JetBrains is revealing some of the things that IntelliJ IDEA and other IntelliJ IDE users can expect in the new year.
According to JetBrains, the following features will be released over the course of 2020. The first to be released is the 2020.1 spring release. The features are centered around two main themes: performance and support for modern development workflows.
On the performance side of things, it is improving indexing speed, redoing the read/write locks threading model, and support for loading and unloading plugins without restarting.
According to JetBrains, the two biggest pain points related to IDE performance are startup performance and indexing speed. The team fixed issues around startup performance this year, allowing them to focus their attention on indexing speed next year. To improve indexing speed, they will make it possible to use prebuilt index chunks, make indexing less disruptive. In addition, the team will be making more IDE actions available during indexing, detecting, and notifying developers about indexing anomalies, and investing in performance optimizations to make sure that the indexing systems don’t need to do unnecessary work.
Another pain point developers run into is UI freezes. JetBrains plans to address this by removing actions requiring a write lock out of the UI thread. According to JetBrains, there is an architectural reasons that many of the IDE’s internal data structure runs on the UI thread. The benefit of this architecture is that it offers a simple programming model, but UI responsiveness often suffers because of it. “Next year we are going to refactor the essential UI components and APIs of the IntelliJ Platform to employ the new threading model. Once the new model is stable and the improvement is perceivable, we’ll switch to the new model in all IDEs, making the UI smooth and lag-free,” JetBrains wrote in a post.

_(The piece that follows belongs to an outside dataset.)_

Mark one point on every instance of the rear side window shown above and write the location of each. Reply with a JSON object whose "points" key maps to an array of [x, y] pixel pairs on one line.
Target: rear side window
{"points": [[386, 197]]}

It is also adding support for loading and unloading plugins without restarting. In IntelliJ IDEA 2019.3, they introduced this ability for install theme and keymap plugins, and now they are extending it to all plugins. To accomplish this, they will provide instructions for doing so to third-party plugin developers.
Workflow support improvements include collaborative editing, cloud execution support, and a redesign of the project model.
According to JetBrains, collaborative editing was the highest-voted request in their issue tracker. There will be one primary IDE, which runs where the source code lives, and other users can connect their IDEs to the primary IDE as “thin clients.” These “thin client” users will access to core IDE features like navigation, completion, and debugging, but not the complete feature set.
JetBrains is also introducing cloud execution support. They will provide a target environment, with which files can be copied to and from. Processes can also be started from the target environment. This will initially be available in Java and Go configurations, and support for Docker and remote interpreters will be available in future releases.
Finally, it will redesign the project model. The project model is how the IDE represents the structure of a project, and while it has worked well in the past, it has certain limitations, such as not supporting arbitrary mixing of projects of different types and the fact that the project model works at the directory level, not the file level. The redesigned project model will remove those limitations and offer additional benefits like improved performance during project opening, smoother synchronization with Maven and Gradle, and a nicer programming model.